2.4.  SMTP RCPT Greylisting

   RCPT greylisting refers to the [SMTP] command verb in an SMTP session
   that specifies intended recipients of an email transaction.  It
   includes at least one required parameter that indicates the email
   address of an intended recipient of the message being relayed from
   the client to the server.

   Greylisting implemented at this phase retains a record of tuples that
   combines the provided recipient address with any combination of the
   following:

   o  the source, as described above;

   o  the return email address;

   o  other recipients of the message

   If the selected tuple is not found in the database, or if the record
   is present but has not reached some configured minimum age, the
   greylisting MTA returns 4yz SMTP replies to all commands for the
   remainder of the SMTP session.

   Note that often a match on a tuple involving the first valid RCPT is
   sufficient to identify a retry correctly, and further checks can be
   omitted.







Kucherawy                Expires August 18, 2012                [Page 5]


Internet-Draft                 Greylisting                 February 2012


2.5.  SMTP DATA Greylisting

   DATA greylisting refers to the [SMTP] command verb in an SMTP session
   that transmits the actual message content, as opposed to its envelope
   details (see [MAIL]).

   This type of greylisting can be performed at two places in the SMTP
   sequence:

   1.  on receipt of the DATA command, because at that point the entire
       envelope has been received (i.e., all MAIL and RCPT commands have
       been issued);

   2.  on completion of the DATA command, i.e., after the "." that
       terminates transmission of the message body, since at that point
       a digest of the message could be computed.

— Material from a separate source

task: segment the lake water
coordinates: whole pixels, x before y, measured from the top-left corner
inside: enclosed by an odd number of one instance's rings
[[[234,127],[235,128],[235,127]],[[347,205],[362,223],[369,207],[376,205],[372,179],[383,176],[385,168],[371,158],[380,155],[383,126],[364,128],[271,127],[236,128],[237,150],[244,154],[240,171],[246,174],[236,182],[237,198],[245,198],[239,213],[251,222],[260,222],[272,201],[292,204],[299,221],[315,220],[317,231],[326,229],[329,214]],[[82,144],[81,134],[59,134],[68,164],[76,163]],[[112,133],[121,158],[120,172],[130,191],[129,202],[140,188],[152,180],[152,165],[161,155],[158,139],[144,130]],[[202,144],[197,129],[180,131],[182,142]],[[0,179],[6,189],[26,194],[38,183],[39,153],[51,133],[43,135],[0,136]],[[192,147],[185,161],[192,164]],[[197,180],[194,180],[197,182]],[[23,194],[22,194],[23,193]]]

   Some implementations do filtering here because there are clients that
   don't bother checking SMTP reply codes to commands other than DATA.

   Numerous greylisting policies are possible at this point.  All of
   them retain a record of tuples that combine the various parts of the
   SMTP transaction in some combination, including:

   o  the source, as described above;

   o  the return email address;

   o  the recipients of the message, as a set or individually;

   o  identifiers in the message, such as the contents of the
      RFC5322.From or RFC5322.To fields;

   o  other prominent parts of the content, such as the RFC5322.Subject
      field;

   o  a digest of some or all of the message content, as a test for
      uniqueness;

   (The last three items in that list are only possible at the end of
   DATA, not on receipt of the DATA command.)

   If the selected tuple is not found in the database, or if the record
   exists but has not reached some configured minimum age, the
   greylisting MTA returns 4yz SMTP replies to all commands for the
   remainder of the SMTP session.





Kucherawy                Expires August 18, 2012                [Page 6]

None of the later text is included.